Who am I?

I was born Robin Schuyler Spaihts; the last name is a monstrosity that makes no sense in German or English, and it's spelled at least five different ways in my own extended family--my father doesn't spell it the sameway his father did. Nobody who reads it can pronounce it ("spates," for the record). Nobody who hears it can spell it. I'm not even the first member of the family to bail out; by grandfather's brother gave up and changed his name to Smith many years ago. (Well, actually, he took the name Smit, but his sons seem to have got that wrong and wound up with Smith. I don't know how it happens. It has to be genetic.)

Originally on my brother's suggestion, I settled at a very young age on Robin Skyler as a likely nom de plume for the writing of the great novels I hazily planned. Over time I grew to like it well enough to fantasize about adopting it fully. And so, when I thought of adulthood, I assumed I would have changed my name by then, and imagined my adult self to be Robin Skyler.


I don't know if this is true of everyone, but whenever I thought of my future self, I imagined an idealized, absurdly magnified self: heroic and adventurous, learned in all things, incorruptible. I was satisfied with no goal lower than the permanent, perfect repair of all trouble in the world, accomplished singlehandedly or very nearly so. A little like a Robert Ludlum novel.

When my eighteenth birthday approached, I began making concrete plans to change my name legally, but I found myself curiously daunted by it. Thing is, all of that constant fantasizing about being a perfect human being had been slapped with the label of Robin Skyler, and I knew I was nowhere near being such a person. I wanted the name, but I began to confront the fact that my life was proceeding on its own, and no particular agency was there to confer all of my coveted virtues on me in time to have any rightful claim on the name.

I started the change anyway (it took four years and two states to get it done). In its way, this may have been the cheekiest thing I ever did. Forced to concede that I might never be the man I had wanted to be, I took that man's name anyway, and hoped to catch up eventually.

I never have, certainly. But I have often felt that the effort to live up to those old daydreams has held me to much higher standards than I might have for myself otherwise.
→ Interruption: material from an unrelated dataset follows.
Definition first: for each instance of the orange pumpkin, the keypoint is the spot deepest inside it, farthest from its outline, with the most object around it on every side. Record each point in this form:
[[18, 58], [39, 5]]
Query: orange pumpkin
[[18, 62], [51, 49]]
Names have tremendous power. I have always been a little disappointed not to have been born to a culture whose people are named for traits or actions of their own, or renamed several times during their lives. How is it that the one thing most intimately associated with you can have no trace of you in it?

I think a lot about the naming of things. Titling is very possibly my favorite part of writing, and by too many authors underused; I have names in my head for simple objects, for peronal behaviors, for people I've never spoken to. I have strong views about the rhythm of names, what first names are acceptable given what last names, a whole lexicon of connotations associated with ostensibly simple names. I don't think people should be named after other people. I like rare names. I like names that have meaning in their bearers' own language. Or in another.

And though my culture does dictate that my children must have permanent names affixed to them at birth, I will make sure they know they can later choose their own. And in the meantime I am free to give them more than one, nicknames, as many as I like--and use them.